Utility developer Acwa Power is preparing a $1 billion listing and sizeable deals are expected from Solutions by STC and the specialty chemicals business of Saudi Basic Industries Corporation, which is planning to raise several hundred million dollars at the end of the year or the beginning of next year.
Food delivery firm Jahez could be the first start up to list on the bourse, after announcing plans to go public in 2021, and Saudi Aramco will remain firmly on investors’ radar, after crown prince Mohammed Bin Salman said there were plans to offer more shares in the company.

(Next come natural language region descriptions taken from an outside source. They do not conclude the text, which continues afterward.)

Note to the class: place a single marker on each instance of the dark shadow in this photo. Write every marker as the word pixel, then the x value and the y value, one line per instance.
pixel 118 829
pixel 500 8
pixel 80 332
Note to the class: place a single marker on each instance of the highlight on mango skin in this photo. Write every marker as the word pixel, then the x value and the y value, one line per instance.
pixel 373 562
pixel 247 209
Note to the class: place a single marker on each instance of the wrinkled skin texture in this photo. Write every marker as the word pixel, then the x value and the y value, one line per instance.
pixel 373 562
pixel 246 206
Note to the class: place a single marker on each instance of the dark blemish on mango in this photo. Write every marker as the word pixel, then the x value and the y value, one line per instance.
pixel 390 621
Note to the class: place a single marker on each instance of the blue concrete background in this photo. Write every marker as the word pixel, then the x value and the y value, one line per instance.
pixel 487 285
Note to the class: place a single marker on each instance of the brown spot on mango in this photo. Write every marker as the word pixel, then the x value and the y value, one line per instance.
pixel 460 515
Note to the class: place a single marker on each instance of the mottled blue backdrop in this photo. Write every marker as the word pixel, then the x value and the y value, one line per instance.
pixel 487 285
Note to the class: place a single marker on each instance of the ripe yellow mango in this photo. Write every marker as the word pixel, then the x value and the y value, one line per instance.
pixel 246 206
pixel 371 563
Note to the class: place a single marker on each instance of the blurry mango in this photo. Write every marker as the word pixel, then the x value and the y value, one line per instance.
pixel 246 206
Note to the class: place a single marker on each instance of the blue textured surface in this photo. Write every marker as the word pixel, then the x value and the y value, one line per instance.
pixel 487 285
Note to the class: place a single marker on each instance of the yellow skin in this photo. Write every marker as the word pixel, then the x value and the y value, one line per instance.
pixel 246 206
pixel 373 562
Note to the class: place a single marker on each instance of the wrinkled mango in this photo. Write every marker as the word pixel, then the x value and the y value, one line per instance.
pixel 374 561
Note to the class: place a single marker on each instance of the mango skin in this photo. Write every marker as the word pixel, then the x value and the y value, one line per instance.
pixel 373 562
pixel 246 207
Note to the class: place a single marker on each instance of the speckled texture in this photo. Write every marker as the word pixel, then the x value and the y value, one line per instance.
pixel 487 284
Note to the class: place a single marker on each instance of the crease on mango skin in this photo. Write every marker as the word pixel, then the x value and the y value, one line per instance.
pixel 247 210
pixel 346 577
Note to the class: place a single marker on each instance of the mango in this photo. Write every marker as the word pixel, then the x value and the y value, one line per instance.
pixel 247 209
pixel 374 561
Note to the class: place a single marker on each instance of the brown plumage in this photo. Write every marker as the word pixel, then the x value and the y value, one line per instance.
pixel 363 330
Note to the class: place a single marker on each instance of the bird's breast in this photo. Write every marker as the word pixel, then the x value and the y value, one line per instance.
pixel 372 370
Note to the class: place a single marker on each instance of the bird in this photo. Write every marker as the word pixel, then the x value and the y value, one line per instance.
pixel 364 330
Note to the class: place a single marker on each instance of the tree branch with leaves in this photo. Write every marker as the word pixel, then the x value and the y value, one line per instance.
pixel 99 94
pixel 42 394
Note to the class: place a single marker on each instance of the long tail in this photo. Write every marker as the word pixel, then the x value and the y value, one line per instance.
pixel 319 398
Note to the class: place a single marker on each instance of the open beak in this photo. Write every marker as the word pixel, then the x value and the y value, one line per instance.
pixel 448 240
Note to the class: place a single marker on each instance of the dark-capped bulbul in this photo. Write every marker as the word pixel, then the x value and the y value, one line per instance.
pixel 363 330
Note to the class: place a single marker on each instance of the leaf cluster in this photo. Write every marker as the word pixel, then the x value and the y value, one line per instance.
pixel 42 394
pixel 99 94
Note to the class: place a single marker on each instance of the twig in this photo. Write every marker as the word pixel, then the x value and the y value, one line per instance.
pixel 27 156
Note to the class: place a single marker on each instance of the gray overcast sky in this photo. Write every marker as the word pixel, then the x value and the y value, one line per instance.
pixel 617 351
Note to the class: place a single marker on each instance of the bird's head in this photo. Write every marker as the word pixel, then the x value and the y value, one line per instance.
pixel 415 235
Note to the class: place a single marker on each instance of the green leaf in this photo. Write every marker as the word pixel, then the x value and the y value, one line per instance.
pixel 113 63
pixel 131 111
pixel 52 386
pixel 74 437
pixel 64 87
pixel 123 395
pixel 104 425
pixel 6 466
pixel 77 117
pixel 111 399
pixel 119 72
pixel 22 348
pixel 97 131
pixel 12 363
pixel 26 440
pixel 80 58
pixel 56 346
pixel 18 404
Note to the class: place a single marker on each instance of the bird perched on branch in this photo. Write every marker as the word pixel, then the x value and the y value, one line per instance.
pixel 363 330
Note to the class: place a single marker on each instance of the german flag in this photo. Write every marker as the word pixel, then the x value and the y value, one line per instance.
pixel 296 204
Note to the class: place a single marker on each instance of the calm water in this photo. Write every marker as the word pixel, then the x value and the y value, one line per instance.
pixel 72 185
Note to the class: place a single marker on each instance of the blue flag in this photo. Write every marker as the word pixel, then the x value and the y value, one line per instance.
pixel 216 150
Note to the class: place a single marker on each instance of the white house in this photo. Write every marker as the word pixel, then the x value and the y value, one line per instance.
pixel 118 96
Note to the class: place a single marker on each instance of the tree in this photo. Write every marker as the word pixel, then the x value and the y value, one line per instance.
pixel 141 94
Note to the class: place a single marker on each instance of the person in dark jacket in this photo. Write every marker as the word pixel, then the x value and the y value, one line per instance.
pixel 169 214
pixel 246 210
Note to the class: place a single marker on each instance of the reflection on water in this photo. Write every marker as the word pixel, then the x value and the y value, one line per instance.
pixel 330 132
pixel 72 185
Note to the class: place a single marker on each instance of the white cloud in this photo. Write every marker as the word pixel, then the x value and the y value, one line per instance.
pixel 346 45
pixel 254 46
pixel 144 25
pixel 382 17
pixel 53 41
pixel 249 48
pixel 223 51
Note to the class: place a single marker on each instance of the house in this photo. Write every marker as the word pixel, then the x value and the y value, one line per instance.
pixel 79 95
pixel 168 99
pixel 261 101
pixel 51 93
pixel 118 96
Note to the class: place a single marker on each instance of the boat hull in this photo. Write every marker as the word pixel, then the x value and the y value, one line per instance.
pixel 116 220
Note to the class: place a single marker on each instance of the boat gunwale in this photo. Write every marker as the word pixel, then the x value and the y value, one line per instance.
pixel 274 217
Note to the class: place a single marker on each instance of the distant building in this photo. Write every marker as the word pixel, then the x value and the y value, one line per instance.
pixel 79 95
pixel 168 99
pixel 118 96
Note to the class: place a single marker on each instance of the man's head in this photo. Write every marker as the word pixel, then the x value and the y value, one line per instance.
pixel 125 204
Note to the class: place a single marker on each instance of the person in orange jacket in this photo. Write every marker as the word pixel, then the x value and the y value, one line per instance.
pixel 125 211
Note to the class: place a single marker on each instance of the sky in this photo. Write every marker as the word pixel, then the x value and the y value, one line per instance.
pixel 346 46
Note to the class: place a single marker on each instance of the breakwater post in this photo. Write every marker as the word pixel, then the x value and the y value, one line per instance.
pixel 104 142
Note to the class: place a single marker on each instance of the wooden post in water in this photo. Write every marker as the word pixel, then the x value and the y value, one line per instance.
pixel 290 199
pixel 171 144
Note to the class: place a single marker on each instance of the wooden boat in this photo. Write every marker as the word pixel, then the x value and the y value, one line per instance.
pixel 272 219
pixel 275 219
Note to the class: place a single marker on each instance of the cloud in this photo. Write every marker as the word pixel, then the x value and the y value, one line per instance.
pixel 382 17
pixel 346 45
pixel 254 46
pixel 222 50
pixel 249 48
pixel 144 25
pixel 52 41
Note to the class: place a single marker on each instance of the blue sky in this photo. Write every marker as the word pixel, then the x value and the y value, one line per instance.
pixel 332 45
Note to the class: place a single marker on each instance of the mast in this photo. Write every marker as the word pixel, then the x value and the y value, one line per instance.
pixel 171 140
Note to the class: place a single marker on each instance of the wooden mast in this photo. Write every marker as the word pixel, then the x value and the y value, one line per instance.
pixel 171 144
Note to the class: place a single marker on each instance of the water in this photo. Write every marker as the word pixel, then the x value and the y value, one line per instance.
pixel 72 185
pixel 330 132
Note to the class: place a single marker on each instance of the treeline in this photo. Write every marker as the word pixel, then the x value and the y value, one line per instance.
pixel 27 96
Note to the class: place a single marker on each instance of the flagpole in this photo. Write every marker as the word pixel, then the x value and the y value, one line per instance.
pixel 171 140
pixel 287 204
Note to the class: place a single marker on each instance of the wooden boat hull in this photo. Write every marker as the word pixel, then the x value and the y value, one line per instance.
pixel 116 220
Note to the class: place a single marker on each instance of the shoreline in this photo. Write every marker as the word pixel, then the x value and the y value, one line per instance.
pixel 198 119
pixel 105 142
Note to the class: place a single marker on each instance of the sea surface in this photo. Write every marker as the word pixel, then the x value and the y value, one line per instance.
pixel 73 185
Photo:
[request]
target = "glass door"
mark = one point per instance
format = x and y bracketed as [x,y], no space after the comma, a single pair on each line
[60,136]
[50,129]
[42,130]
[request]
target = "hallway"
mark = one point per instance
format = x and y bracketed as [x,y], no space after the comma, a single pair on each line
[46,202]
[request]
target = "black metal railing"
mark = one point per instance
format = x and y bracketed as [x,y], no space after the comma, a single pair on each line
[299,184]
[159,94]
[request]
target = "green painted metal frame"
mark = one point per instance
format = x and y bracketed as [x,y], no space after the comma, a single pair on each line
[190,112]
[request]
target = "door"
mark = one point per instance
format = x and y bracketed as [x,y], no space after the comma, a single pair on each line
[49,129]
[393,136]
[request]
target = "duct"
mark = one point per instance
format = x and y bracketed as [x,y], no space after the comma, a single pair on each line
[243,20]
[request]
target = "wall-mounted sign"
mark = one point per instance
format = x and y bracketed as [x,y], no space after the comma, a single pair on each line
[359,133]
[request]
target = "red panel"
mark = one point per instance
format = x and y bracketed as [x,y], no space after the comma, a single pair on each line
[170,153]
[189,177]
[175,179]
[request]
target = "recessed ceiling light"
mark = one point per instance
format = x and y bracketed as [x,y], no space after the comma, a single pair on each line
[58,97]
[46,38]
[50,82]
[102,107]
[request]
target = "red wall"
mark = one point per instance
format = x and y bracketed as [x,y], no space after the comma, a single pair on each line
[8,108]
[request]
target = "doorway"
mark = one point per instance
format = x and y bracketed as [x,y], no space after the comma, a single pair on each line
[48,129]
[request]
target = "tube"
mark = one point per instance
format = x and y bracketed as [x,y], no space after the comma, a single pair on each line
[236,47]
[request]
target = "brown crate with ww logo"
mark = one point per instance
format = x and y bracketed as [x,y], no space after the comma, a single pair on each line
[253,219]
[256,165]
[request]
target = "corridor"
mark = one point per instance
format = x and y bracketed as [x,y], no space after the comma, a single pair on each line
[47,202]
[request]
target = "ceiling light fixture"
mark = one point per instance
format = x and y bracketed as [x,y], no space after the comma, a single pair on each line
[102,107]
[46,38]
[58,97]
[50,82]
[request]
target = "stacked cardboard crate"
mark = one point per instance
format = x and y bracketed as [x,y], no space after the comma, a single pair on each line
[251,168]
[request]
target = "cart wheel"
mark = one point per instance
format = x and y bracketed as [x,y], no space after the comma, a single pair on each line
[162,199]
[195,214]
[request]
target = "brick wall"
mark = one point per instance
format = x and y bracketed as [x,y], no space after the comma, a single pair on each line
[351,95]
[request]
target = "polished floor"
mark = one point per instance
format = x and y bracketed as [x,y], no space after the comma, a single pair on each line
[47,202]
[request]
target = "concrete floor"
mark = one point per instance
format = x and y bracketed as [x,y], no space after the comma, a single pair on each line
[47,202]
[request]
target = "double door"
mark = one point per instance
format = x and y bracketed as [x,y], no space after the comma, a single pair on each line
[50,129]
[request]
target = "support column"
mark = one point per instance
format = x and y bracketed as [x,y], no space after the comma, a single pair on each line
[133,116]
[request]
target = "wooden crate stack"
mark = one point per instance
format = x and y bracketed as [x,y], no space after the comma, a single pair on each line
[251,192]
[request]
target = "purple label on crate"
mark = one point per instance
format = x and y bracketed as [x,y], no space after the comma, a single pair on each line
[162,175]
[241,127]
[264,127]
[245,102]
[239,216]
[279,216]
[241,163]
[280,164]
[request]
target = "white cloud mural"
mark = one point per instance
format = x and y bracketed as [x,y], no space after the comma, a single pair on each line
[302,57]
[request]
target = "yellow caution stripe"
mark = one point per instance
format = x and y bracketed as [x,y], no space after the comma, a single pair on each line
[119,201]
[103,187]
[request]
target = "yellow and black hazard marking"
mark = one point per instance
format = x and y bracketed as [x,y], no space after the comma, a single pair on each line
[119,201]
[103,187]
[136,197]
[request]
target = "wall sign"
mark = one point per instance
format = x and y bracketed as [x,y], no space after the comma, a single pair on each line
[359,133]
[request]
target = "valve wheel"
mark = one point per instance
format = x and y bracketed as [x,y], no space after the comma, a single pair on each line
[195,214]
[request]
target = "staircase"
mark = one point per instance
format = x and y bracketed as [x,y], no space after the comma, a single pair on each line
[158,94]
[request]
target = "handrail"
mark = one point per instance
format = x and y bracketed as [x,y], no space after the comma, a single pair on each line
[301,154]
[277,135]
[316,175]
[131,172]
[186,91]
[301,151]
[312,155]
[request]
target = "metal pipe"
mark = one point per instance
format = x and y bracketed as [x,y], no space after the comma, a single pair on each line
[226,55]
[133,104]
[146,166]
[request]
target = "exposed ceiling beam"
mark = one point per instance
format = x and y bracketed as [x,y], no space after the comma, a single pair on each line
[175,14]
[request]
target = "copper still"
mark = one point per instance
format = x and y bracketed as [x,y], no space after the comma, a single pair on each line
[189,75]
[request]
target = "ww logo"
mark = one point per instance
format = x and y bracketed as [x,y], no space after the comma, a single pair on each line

Meanwhile, Saudi Aramco is preparing a financing package of up to $10 billion that it could offer to buyers of its pipeline business unit, three sources said, as the oil giant seeks to use value from its assets.
Aramco, the world’s biggest oil company, completed the largest initial public offering (IPO) yet in late 2019, raising $25.6 billion. It later sold more shares, taking the total to $29.4 billion.
The company is in talks with banks to provide “staple financing”, which is a financing package provided by the seller that buyers can use to back their purchase.
International investors including BlackRock, KKR and Brookfield Asset Management, which could invest in the pipeline business, are also in talks with lenders on possible financing, said the sources.
The loan could be up to $10 billion covering much of the value of the assets.
Aramco and Brookfield declined to comment. BlackRock and KKR did not respond to comment requests.
Those funds were transferred to the Public Investment Fund (PIF), Saudi Arabia’s sovereign wealth fund responsible for transforming the economy, as society grapples with climate change and shifts from fossil fuel towards lower carbon energy.
The pandemic has dealt a further blow to the fossil fuel industry by destroying demand.
Saudi Aramco stuck to a promised $75 billion annual dividend, most of which goes to the government. It will likely need to transfer significant amounts of money to the Saudi government and the PIF in the coming years.
Saudi Arabia’s Crown Prince Mohammed Bin Salman said last month Aramco wold sell more shares in the coming years to bolster PIF’s coffers.
Separately, oil extended its rally for a ninth day on Wednesday, its longest winning streak in two years, supported by producer supply cuts and hopes that vaccine rollouts will drive a recovery in demand.
The American Petroleum Institute said on Tuesday crude inventories fell by 3.5 million barrels, versus expectations for a 985,000-barrel build.
Brent crude was up 39 cents, or 0.6%, at $61.48 after touching a 13-month high of $61.49 earlier in the session. US crude was up 27 cents, or 0.5%, to $58.63 and touched $58.69, also a 13-month high.
“One can only wonder whether there’s further to go in this week’s rally,” said Stephen Brennock of broker PVM. “However, as things stand, oil has yet to lose its shine.”
Brent has now risen for nine sessions in a row, its longest sustained period of gains since December 2018-January 2019. Some analysts say a pullback may be on the cards.
“There is no doubt that oil prices have gone too far and too fast, which means a retracement is certainly due,” said Naeem Aslam, chief market analyst at Avatrade.
Crude has jumped since November as governments kicked off vaccination drives for COVID-19, while putting in place large stimulus packages to boost economic activity and the world’s top producers kept a lid on supply.
Top exporter Saudi Arabia is unilaterally reducing supply in February and March, supplementing cuts agreed by other members of the Organization of the Petroleum Exporting Countries (OPEC) and allies, known as OPEC+.
Some analysts forecast supply will undershoot demand in 2021 as more people get vaccinated and start going away on trips and working in offices.
“Saudi-led supply cuts coupled with optimism of a vaccine-led demand revival are spurring an oil market deficit,” said Brennock of PVM.